27 minuman serbuk daun katuk dan jambu biji merah. Pengeringan menggunakan panas yang mampu merusak vitamin C yang terkandung dalam produk apabila tidak terlindungi dengan baik (Yuliawaty et al., 2015). Selain proses pengeringan, menurut Santoso (2013), proses perebusan juga mengakibatkan penurunan kadar vitamin C pada produk. Sedangkan pada produk dengan metode foam mat drying menunjukkan kandungan vitamin C yang cenderung lebih kecil dibandingkan dengan produk spray drying. Susanti (2014) memaparkan bahwa tween 80 mampu mengakibatkan terjadinya koefisien perpindahan panas meningkat dan tween 80 mampu menurunkan kadar vitamin C pada produk. 4.2.4. Aktivitas Antioksidan Analisa aktivitas antioksidan pada pengujian ini menggunakan metode DPPH (2,2- diphenyl-1-picryhydrazy). Pengujian ini bertujuan untuk mengetahui kapasitas senyawa aktif dalam minuman serbuk fungsional daun katuk dan jambu biji merah untuk menangkap radikal bebas.
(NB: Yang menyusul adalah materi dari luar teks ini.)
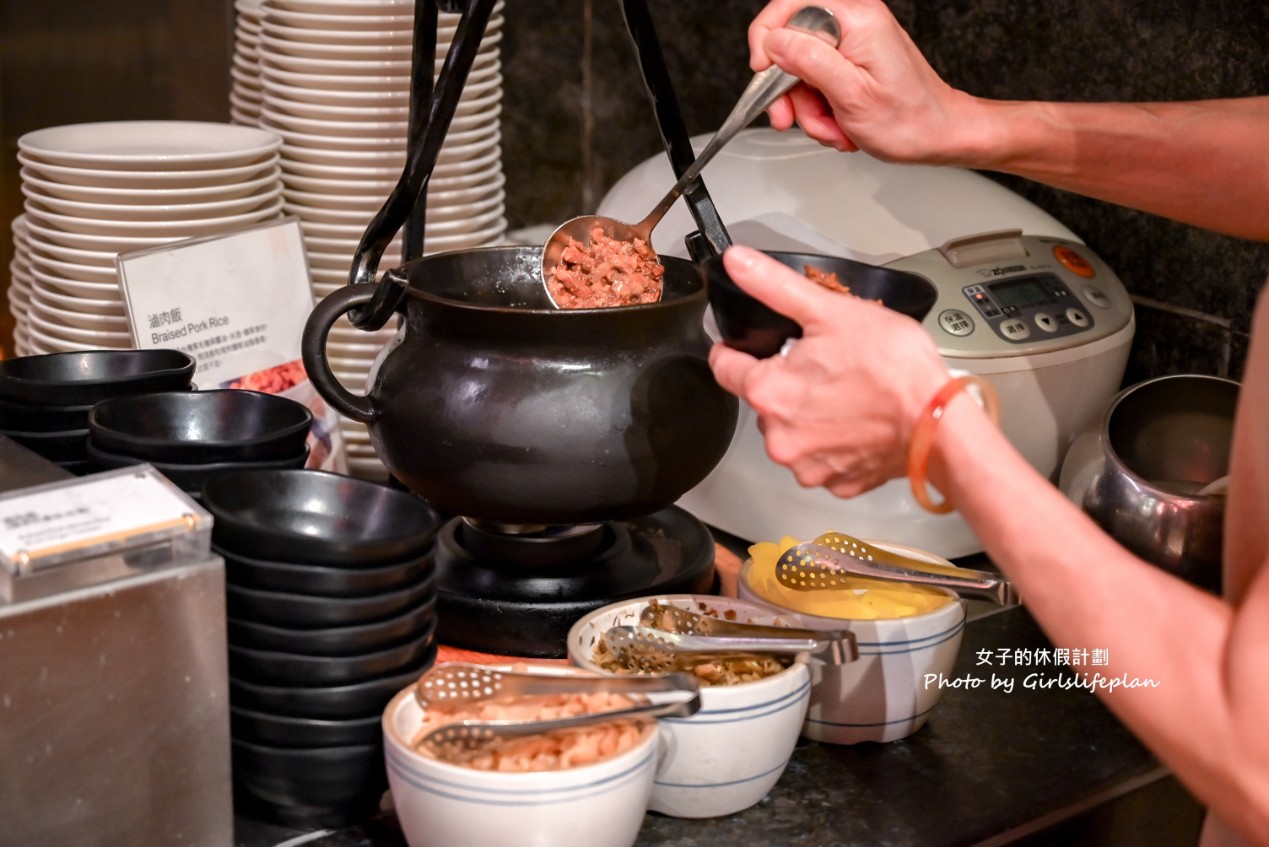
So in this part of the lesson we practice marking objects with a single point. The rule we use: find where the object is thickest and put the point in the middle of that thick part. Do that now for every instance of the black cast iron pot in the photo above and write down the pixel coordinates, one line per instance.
(495, 405)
Hasil penelitian menunjukkan rerata kadar aktivitas antioksidan pada minuman serbuk daun katuk yaitu berkisar antara 2,1% hingga 9,1%. Penambahan maltodekstrin mampu menurunkan kadar aktivitas antioksidan karena maltodekstrin menambah total padatan dalam produk sehingga senyawa antioksidan yang terukur semakin sedikit (Yuliawaty, 2015). Selain itu, data juga menunjukkan adanya perbedaan nyata antar produk. Produk dengan perlakuan segar cenderung lebih tinggi dibandingkan dengan produk dengan perlakuan rebus. Perlakuan perebusan menyebabkan penurunan fungsi pada produk minuman serbuk fungsional. Proses pemanasan membuat aktivitas antioksidan cenderung menurun dan juga menyebabkan beberapa perubahan kualitas baik secara fisik, biokimia, maupun komponen gizinya. Selain itu, terjadi peningkatan laju oksidasi akibat perlakuan pemanasan terhadap antioksidan yang terkandung dalam sistem bahan alam (Amaliawati, 2015). Yuliawaty (2015) menambahkan adanya kemungkinan adanya dekomposisi senyawa fenol akibat pemanasan yang menyebabkan antioksidan mengalami penurunan. Reduksi DPPH mampu menyebabkan perubahan warna pada sampel yang memiliki kandungan antioksidan didalamnya. Terdapat banyak warna yang hilang akibat adanya oksidasi dari DPPH. Tingginya angka kehilangan warna menunjukkan aktivitas

28 antioksidan yang baik. Hal ini disebabkan akibat semakin besar nilai absorbansi, maka semakin rendah kadar % discoloration yang dihasilkan, berlaku juga sebaliknya (Miliauskas et al., 2003).